The findAlmostNullpeptides.jl script identifies all amino acid substitutions that can result in the creation of a nullpeptide. However, due to constraints imposed by the genetic code, only a subset of these substitutions will be accessible through single basepair nucleotide substitions. To identify this subset of mutations, additional processing is required:

  • Run annovar to identify the genomic regions that code for proteins perl /path/to/annovar/annotate_variation.pl -hgvs -buildver hg38 -dbtype wgEncodeGencodeBasicV33 /path/to/vcf/file/with/all/mutations/overlapping/coding/regions/all_cds_mutations.vcf /path/to/annovar/db/humandb/ -out /path/to/output/all_cds_mutations
  • Extract the non-synonymous changes cut -f 2-8 /path/to/output/all_cds_mutations.exonic_variant_function | grep -e '^nonsyn' | cut -f 2-7 | awk {'printf ("%s\t%s\t%s\t%s\t%s\n", $2, $3, $1, $5, $6)'} > /path/to/output/all_cds_mutations_nonsyn.tsv
  • Process the output from findAlmostNullpeptides.jl to put into a smaller file. The shorter file is assumed to contain three columns with the transcript name (in Gencode/Ensembl format), the mutation (in AAposAA format, eg Q432W) and the index of the nullpeptide being created from the is mutation (refers to the index of the list used for findAlmostNullpeptides.jl) grep ENST /path/to/file/nullpeptides5subspos.tsv | sed 's/\(ENST[[:digit:]]*\.[[:digit:]]*\)\t\([[:digit:]]*\)\t[A-Z]\([A-Z]\)[A-Z]:\([A-Z]\)\t[0-9]\t\([0-9]*\)/\1\t\3\2\4\t\5/' | sort -u > /path/to/file/nullpeptides5subspos_short.tsv
  • To identify the mutations that correspond to these mutations run a small shell script. As this takes a long time it is recommended to split into smaller jobs on a high performance cluster and belowed it is assumed that the coordinates for the nullpeptide generating mutations are stored in files where 1,000 nullpeptides at a time were processed nfiles=$((n/1000 + 1)) ; for ((i=1; i<=$nfiles; i++)) ; do <command for submitting job to scheduler> run_find_all_nullpeptide_mutations.sh $i ; done Here it is assumed that $n contains the number of nullpeptides.
  • The results can then be merged as cat /path/to/files/all_cds_nonsyn_nullpeptide5subs_* | sort -u > /path/to/files/all_cds_nonsyn_nullpeptide5subs_uniq.tsv
  • The total number of mutations is found as wc -l /path/to/files/Gencode/all_cds_nonsyn_nullpeptide5subs_uniq.tsv
  • We can add back the id of the nullpeptide as well grep -f /path/to/file/all_cds_nonsyn_one_transcript_nullpeptide5subs_uniq.tsv /path/to/file/nullpeptides5subspos_short.tsv > /path/to/file/all_cds_nonsyn_one_transcript_nullpeptide5subs_uniq_nullpepinds.tsv

nullomer_permutations

This directory contains the Python scripts with which the occurrences of all kmers with 1bp Hamming distance from each nullomer were estimated. The input format is a tab delimited file with first column containing the kmer sequence and second column the occurrences in the search space.

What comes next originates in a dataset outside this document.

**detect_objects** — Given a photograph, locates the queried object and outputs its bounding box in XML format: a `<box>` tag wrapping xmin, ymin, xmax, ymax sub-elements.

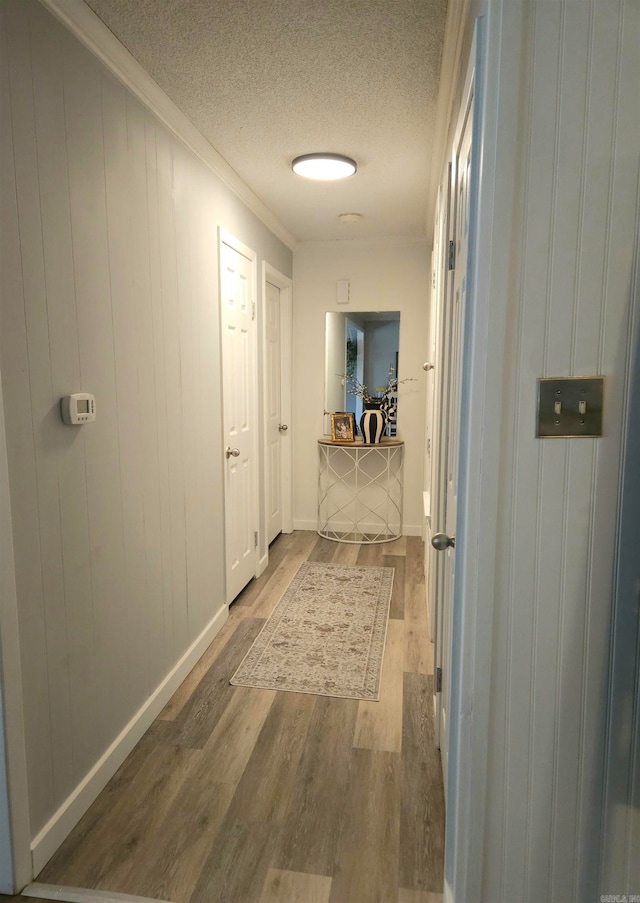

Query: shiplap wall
<box><xmin>0</xmin><ymin>0</ymin><xmax>291</xmax><ymax>852</ymax></box>
<box><xmin>477</xmin><ymin>0</ymin><xmax>640</xmax><ymax>903</ymax></box>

  • hamming_distance_nullomers_gen.py This script estimates the median number of occurrences of all 1bp Hamming distance kmers for each nullomer.

nullomer_simulation

This directory contains the Python script with which simulations of sequences were performed controlling for mono / di / trinucleotide context.

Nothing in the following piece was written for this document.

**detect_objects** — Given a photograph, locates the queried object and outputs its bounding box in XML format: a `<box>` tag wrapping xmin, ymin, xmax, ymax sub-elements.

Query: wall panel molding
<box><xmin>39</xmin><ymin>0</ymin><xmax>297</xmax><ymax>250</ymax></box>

  • sim_sequences.py - this file generates the simulated FASTA files (n=100). We then extracted the nullomers and nullpeptides of the simulated genomes and proteomes using the nullomer_extraction and nullpeptide_extraction scripts.

nullpeptide_extraction

This directory contains a set of Python scripts that enable the extraction of all nullpeptides from a proteome search space.

  • extract_peptides.py - this file scans the proteome search space (FASTA format input) and counts the number of occurrences of every peptide kmer. The range of kmer lengths to scan is provided as a variable. The results are saved in an output file. The example provided is for the reference human proteome for nullpeptide kmer lengths between 1-7aa.
  • possible_kmers.py - this script produces all possible peptide kmers to search if they are nullpeptides or not.
  • generate_all_counts.py - this script generates the final output file with the occurrences of each peptide kmer including nullpeptides in the proteome search space of interest.